The reaction to the Dunlop reports, he noted, had been defensive. People said Harvard’s venerable governing institutions “have worked.” To that, he said, “Yes, until lately.”

Bobo rose to move indefinite postponement of Allen’s motion—a measure that, if adopted, would end debate and kill the notion. In support of his motion, he said he had been “deeply frustrated and profoundly affected” by Harvard’s tribulations during the academic year. Much about the place needed to be changed, but, he argued, a faculty senate would be “counterproductive.” It would neither assure a faculty voice in major decisions, nor effect transparency in governance—matters depending on changes in the “self-appointing…structurally unaccountable” Corporation.

In subsequent exchanges, other faculty members said the kinds of changes needed might be brought about by adding faculty representation to the Corporation (a change which is beyond any faculty’s power to bring about—although, as Bobo pointed out later, the Corporation did reform itself significantly in 2010), or by strengthening each faculty’s governance and then building a strong sense of confederation among them. In this perspective, a plan to study a possible senate focused too narrowly on only one option for needed reform.

Kirby noted that there was no guarantee a senate could solve all the problems requiring solution. The Dunlop-era recommendations evolved from three years of careful study—and were thereafter largely ignored. “Inaction in times of crisis also has very heavy costs,” he continued—pointing to the two presidencies cut short and the financial crisis during the past two decades. “No corporate board I know of would have survived” that, he said. The Dunlop proposals having “been tabled forever once before, let’s not do it again,” he concluded.
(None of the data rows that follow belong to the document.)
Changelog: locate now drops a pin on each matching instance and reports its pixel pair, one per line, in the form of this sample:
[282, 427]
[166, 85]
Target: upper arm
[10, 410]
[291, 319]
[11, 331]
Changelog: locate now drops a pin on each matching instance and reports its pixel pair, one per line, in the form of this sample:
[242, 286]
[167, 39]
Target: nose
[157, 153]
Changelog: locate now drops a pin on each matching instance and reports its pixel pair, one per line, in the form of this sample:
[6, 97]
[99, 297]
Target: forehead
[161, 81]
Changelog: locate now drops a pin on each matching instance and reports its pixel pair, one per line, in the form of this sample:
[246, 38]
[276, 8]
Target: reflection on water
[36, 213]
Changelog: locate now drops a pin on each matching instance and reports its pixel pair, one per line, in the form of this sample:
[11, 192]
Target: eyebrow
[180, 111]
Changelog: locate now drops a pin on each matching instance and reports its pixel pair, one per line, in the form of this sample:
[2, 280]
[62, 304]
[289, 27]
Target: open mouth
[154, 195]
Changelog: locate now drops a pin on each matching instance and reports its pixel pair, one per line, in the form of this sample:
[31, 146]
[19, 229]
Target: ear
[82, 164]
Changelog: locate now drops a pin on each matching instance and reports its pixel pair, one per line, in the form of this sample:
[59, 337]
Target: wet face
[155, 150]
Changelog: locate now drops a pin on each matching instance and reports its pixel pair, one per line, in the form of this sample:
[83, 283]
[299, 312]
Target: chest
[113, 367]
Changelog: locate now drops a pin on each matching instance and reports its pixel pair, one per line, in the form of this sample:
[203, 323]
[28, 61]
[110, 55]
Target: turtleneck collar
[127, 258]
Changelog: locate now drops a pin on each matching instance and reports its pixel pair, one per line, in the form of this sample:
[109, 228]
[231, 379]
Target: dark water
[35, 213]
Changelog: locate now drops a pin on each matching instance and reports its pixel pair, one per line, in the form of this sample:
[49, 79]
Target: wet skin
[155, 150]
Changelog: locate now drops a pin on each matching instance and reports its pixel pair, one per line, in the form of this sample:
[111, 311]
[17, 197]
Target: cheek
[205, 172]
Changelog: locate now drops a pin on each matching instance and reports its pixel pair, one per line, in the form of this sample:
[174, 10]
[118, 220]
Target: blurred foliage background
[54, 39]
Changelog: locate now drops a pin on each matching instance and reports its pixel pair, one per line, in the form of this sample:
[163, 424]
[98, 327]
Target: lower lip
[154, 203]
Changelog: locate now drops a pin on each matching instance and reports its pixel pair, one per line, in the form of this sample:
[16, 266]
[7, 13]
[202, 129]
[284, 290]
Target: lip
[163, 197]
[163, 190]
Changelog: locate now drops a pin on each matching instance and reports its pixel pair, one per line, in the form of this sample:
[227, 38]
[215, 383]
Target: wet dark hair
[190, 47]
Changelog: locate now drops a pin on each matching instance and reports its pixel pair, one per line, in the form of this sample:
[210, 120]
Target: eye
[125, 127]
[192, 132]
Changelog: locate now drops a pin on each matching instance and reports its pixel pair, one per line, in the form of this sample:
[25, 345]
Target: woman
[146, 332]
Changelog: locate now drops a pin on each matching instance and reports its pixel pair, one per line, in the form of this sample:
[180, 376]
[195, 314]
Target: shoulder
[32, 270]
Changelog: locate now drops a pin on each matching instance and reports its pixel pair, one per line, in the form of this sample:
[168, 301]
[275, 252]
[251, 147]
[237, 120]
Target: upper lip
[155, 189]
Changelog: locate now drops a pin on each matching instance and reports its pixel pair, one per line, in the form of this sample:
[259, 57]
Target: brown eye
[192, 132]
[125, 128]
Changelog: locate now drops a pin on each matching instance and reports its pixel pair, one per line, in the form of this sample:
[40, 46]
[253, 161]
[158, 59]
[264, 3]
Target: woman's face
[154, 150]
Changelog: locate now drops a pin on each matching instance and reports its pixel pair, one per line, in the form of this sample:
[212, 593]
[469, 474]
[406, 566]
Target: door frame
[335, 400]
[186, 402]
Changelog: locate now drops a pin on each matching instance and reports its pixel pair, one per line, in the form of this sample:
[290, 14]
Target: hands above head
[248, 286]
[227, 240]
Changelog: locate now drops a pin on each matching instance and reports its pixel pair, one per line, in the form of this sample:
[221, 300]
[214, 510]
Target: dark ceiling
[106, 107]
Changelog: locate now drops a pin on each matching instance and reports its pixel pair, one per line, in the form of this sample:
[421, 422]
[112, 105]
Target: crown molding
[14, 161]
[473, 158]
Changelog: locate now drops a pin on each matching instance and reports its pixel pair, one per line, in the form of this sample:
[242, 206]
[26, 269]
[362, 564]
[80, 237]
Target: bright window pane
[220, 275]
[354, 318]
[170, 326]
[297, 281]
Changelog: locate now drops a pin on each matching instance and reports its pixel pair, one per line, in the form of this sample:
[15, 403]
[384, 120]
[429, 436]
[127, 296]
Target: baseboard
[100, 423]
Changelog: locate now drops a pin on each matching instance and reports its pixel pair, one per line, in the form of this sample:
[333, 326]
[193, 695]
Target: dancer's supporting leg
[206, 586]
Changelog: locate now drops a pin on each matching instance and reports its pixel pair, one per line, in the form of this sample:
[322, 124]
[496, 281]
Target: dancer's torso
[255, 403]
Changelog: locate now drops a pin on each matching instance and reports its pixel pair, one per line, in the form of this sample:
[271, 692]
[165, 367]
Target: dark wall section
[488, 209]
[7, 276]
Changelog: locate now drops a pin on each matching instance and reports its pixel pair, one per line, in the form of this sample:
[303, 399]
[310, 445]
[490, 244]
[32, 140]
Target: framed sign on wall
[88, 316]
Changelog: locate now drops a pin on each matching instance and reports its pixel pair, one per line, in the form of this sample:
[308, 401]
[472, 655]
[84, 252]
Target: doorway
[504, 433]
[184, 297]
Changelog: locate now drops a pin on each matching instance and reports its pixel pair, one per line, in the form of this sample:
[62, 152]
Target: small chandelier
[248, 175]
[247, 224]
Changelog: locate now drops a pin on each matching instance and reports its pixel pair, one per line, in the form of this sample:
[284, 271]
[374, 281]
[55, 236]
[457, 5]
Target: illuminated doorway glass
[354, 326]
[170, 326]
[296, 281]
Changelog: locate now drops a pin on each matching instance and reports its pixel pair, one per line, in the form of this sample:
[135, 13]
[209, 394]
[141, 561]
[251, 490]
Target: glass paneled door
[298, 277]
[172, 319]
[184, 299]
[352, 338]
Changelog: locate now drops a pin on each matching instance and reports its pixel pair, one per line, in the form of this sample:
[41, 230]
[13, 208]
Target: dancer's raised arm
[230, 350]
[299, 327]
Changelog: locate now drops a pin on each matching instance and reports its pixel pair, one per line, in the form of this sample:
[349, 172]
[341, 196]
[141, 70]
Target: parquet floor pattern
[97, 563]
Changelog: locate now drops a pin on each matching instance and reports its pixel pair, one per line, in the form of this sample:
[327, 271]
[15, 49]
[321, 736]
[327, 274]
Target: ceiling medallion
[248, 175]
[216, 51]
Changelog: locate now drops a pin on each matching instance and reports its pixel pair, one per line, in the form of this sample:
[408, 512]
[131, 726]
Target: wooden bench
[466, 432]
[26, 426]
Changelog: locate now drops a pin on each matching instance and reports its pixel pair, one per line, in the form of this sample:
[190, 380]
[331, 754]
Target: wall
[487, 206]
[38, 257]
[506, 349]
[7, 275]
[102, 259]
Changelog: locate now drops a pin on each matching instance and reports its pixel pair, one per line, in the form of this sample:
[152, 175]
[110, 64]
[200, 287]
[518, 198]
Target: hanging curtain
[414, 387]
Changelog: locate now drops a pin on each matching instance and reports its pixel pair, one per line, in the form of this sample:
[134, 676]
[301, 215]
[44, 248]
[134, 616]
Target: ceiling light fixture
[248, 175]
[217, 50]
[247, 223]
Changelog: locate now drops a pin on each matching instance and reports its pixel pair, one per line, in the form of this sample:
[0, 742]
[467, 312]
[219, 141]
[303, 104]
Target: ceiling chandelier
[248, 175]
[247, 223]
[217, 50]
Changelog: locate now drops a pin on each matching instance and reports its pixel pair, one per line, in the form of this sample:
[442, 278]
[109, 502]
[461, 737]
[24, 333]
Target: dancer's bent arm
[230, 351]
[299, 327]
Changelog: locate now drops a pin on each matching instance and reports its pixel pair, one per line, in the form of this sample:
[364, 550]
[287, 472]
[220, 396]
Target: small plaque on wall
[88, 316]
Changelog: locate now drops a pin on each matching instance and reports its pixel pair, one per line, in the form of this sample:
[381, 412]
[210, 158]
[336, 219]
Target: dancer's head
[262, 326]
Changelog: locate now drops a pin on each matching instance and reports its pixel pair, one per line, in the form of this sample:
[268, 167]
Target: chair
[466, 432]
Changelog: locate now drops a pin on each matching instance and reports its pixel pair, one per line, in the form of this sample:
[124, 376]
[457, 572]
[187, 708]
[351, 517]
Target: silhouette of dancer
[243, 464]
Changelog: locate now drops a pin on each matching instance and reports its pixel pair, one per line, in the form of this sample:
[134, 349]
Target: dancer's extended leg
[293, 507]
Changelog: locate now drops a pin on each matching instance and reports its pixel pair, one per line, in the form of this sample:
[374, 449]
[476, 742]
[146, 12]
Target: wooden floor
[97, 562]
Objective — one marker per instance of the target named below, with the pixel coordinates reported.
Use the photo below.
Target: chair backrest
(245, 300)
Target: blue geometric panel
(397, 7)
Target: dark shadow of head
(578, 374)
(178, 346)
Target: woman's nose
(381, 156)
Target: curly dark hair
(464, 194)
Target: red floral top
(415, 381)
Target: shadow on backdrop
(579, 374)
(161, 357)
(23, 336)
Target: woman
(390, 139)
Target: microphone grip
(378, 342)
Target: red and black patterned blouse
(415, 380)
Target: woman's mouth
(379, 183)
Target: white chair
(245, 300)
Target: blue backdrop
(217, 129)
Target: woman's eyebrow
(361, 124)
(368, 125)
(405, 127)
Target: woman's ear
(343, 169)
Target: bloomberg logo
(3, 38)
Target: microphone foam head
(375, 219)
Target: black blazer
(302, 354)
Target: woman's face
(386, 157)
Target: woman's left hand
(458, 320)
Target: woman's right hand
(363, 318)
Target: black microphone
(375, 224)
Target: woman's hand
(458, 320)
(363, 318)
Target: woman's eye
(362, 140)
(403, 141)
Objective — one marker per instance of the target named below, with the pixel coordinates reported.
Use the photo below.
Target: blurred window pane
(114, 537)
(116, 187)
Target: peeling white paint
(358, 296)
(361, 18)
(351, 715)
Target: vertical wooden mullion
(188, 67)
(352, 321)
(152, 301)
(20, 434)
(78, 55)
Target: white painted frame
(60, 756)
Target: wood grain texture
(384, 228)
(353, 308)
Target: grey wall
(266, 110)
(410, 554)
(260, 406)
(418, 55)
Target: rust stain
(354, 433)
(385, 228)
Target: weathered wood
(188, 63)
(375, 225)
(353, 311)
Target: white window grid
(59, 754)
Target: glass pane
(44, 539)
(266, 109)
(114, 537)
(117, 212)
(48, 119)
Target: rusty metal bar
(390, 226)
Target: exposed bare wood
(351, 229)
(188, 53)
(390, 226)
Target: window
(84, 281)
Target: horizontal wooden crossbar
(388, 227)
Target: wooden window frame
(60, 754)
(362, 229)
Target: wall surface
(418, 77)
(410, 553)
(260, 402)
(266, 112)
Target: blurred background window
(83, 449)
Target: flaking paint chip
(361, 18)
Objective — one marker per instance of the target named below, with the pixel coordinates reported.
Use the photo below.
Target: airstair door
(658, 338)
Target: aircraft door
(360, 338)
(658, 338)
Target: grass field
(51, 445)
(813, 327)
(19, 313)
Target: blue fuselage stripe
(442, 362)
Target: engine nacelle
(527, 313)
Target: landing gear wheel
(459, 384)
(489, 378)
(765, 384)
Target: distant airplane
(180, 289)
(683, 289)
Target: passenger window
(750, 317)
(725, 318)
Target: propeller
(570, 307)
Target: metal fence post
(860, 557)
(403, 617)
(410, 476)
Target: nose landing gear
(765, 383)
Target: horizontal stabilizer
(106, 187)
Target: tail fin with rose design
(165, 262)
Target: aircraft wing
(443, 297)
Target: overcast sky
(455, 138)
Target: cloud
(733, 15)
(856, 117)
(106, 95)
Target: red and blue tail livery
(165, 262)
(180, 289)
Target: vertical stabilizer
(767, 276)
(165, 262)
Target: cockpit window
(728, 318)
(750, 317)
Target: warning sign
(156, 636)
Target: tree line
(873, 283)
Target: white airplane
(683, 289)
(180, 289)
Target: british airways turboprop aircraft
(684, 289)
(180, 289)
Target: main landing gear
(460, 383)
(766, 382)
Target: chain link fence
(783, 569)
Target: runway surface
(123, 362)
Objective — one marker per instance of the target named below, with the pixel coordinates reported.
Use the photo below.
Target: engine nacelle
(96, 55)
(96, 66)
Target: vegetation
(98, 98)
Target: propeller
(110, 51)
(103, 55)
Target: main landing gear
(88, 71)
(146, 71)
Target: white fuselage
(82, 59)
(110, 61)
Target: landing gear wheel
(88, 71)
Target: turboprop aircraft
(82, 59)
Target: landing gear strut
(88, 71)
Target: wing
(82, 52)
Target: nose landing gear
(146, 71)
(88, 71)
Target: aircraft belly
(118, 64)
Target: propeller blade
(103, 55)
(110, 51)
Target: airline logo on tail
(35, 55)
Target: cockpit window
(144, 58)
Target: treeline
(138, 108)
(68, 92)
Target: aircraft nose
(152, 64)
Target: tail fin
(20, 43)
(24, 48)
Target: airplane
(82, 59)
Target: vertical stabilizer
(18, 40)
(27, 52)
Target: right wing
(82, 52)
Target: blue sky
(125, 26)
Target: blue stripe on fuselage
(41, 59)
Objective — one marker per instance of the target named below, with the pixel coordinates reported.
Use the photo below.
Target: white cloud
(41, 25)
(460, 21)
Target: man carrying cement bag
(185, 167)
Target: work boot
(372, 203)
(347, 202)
With that, interwoven with another motion to postpone debate until the fall, the FAS members took the first step toward at least thinking about what a faculty senate at Harvard might look like and do.

Next Steps

The motion Allen introduced May 7 is substantive—and FAS rules require that such matters not be voted upon until a subsequent meeting. Because the May 7 meeting was the last general FAS business meeting of the year, action on the substantive motion depended upon agreement to schedule a special faculty meeting next Tuesday, May 14—at which point faculty members can vote on whether to join in the senate planning work. In the event, those attending May 7 agreed to schedule the May 14 session: they now have a week to think about the proposed senate planning group, and to vote for or against proceeding.

Similar action is required from Harvard’s other faculties. If all approve, the vision is for the 37-member University Senate Planning Body to draft bylaws for a senate, for presentation to each faculty, by next January 1.

That is a tall order, complicated by the compressed timetable, summer, and of course the difficult challenges the University faces. It will be revealing to behold the community’s conversation about Harvard and this way forward (among others), at a moment when, as Allen and her colleagues write:

[We] believe the formation of a Faculty Senate is of critical importance, at a challenging time for Harvard University and for higher education. By enhancing our faculty’s capacity for shared understanding of our institution, for effective communication with other University stakeholders, and for shared responsibility in governance, a Faculty Senate will serve the long-term interests and mission not only of the collective faculties of Harvard, but of the University and the entire Harvard community.